Inspiré d’un fait réel dans un quartier sensible à Lyon, le court-métrage du jeune Raphaëlois de 23 ans est audacieux, mais pas exempt de défauts…

Le Trouble de Munchhausen, d’une durée de 13 minutes, alliant drame, thriller et horreur, relate l’histoire d’un couple au bord du gouffre, traqué par un maniaque masqué à l’apparence d’un corbeau.

Vous le savez, nous aimons partager et commenter l’actualité des courts-métrages en France, car c’est ici que nous trouvons les talents de demain. Jean-Baptiste Ligeard appartient à cette catégorie de jeunes réalisatieurs qui ont un talent certain, mais qui doivent faire encore leurs preuves.

Nous l’avons déjà évoqué, l’exercice du court-métrage n’est pas chose aisée. Pour son format, le budget minimaliste et la qualité globale de la production (traitement de l’image, gestion de la photographie et de la lumière, travail sur le son et la bande-originale, direction d’acteurs).

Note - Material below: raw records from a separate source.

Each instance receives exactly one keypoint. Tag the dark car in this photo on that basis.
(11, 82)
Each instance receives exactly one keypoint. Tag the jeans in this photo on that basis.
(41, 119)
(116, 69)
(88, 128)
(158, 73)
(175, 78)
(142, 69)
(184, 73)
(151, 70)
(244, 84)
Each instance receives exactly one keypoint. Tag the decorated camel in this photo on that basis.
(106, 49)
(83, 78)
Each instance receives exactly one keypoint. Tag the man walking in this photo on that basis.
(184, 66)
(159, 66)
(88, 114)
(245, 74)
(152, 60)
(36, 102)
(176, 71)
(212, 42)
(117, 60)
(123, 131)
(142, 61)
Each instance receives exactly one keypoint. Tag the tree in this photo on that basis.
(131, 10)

D’une durée de 13 minutes, Jean-Baptiste Ligeard pose sa caméra dans un milieu industriel et délabré n’inspirant aucune sécurité, aucune empathie avec le décor même si le chef opérateur Maurace Ahouangnivo s’en sort plutôt bien. Le mixage sonore présente aussi quelques soucis techniques, dans le sens ou certaines pistes sonores sont mal ajustées ou mal exécutés, comme par exemple lorsqu’il pleut, c’est audible mais cela fait amateur.

Les inspirations du réalisateur viennent de ‘Massacre à la tronçonneuse‘ pour le slasher et ‘Happy Together‘ de Wong Kar-Wai pour le cadre industriel au tout début.
L’homme pourchassant les deux protagonistes avec un habillement squelettique noir et un masque de corbeau fait penser à Michael Myers d’Halloween dans la démarche et surtout le magnétisme – le fait qu’il reste stoïque, le hochement de la tête aussi – un design plutôt efficace et stylisé.

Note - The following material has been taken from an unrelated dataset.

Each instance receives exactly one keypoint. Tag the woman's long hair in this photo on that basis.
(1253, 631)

L’acting est correct, il n’y pas grand chose à dire sur ce point-là. Néanmoins le traitement sur le syndrome de Münchhausen n’est pas assez appuyé selon nous et c’est peut-être du aux acteurs, dans leur traitement respectif.

Toutefois, Le Trouble de Munchhausen propose quelques jolis cadres, Jean-Baptiste Ligeard sait mettre en image. Lorsque l’on regarde Le Trouble de Munchhausen, nous avons un goût d’inachevé, mais le court n’est pas forcément déplaisant.

Vous l’avez compris, Jean-Baptiste Ligeard est un jeune cinéaste à surveiller. Après quatre courts-métrages, Jean-Baptiste, qui a connu ses premières amours cinématographiques sur les écrans du Lido, prépare un long-métrage.